CHICAGO – In the gleaming Streeterville neighborhood, Chicagoans live to be 90 years old, on average.
About 9 miles south, in Englewood, the average life expectancy plummets to about 60 years, said a new NYU School of Medicine analysis.
The 30-year gap is the largest in the country, said the researchers, who examined life expectancies in the 500 biggest U.S. cities based on data from the Centers for Disease Control and Prevention from 2010 to 2015.
The analysis comes as hospital systems increasingly aim to keep people healthier, partly by addressing social and economic disparities.

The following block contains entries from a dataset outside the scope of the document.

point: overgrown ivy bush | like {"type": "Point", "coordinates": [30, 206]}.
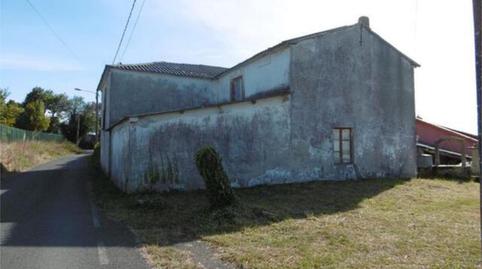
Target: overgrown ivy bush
{"type": "Point", "coordinates": [209, 165]}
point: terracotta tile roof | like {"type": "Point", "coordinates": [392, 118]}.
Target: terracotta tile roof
{"type": "Point", "coordinates": [176, 69]}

Neighborhoods with higher life expectancies tend to have access to good health care, high educational attainment and higher income, among other things, said Dr. Marc Gourevitch, chair of the Department of Population Health at New York University medical school and chief architect of the City Health Dashboard, a public database through which researchers did their analysis.
'Bring it to life'
"There's a saying that your ZIP code has as much to do with health as your genetic code, and I think it's data like this that really shine a light on a statement like that and bring it to life," Gourevitch said.
The researchers also found that cities with bigger life expectancy gaps tended to have greater racial segregation. Chicago was more segregated than most of the other cities they analyzed.
"Often where there are greater concentrations in large cities of Latino or African American populations there can be neighborhoods, at times, where (there has been) more disinvestment in basic social services like education, housing, clean water, safe streets," Gourevitch said.